I ran into some friends from the Los Angeles Times at a party this weekend at the home of my predecessor at the Weekly, Al Mittelstadt (he was celebrating his recent, unplanned departure from the downsizing CityBeat). The Times folks were commiserating over Sam Zell's huge upcoming cuts, in which he intends to wipe out about 82 pages per week of editorial content from the L.A. Times.
That's a shocking number. But the most incredible news was the way in which Zell is measuring what The New York Times referred to today as “per capita production at each paper” in the Tribune chain. According to my friends at the Times, Zell's minions are measuring the column inches produced by each writer, then concluding that some people are loafing.
I can't defend some of the wasteful things I saw the Times do in the 1980s and 90s when I was a Metro reporter there. People who closely follow the newspaper remember how two reporters investigated Scientology for years, only to finally produce a lackluster front page series that told us stuff we already knew.
Another was the endless, overripe “Enrique's Journey,” a maddening immigration story that made certain it was safe for the paper's Southland readers by finding an illegal immigrant protagonist bound not for Los Angeles — but the East Coast. The too-flowery story won a Pulitzer, and it later turned out the protagonist, Enrique, was a jerk.
How is Zell going to measure the many interviews that were needed to get those stories, or quantify, per story, the years it took these top Times reporters to collect the private phone numbers of great sources that lead to these stories? Huh?

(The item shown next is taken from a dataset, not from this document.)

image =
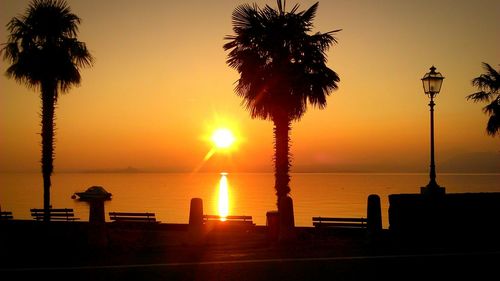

Doesn't this guy know that the loafers are journos who sit at their desks waiting for assignments, and build up forgettable bodies of work with lots of column inches to their credit? The real reporters are out there hoofing it, often requiring time to develop a hot story.
Zell will lose, or totally demoralize, some of the paper's best talent by ruling First & Spring with a ruler.
He wants to know whose inches are longer? Before Sam Zell gets too far along in this silliness, maybe somebody should measure Zell's.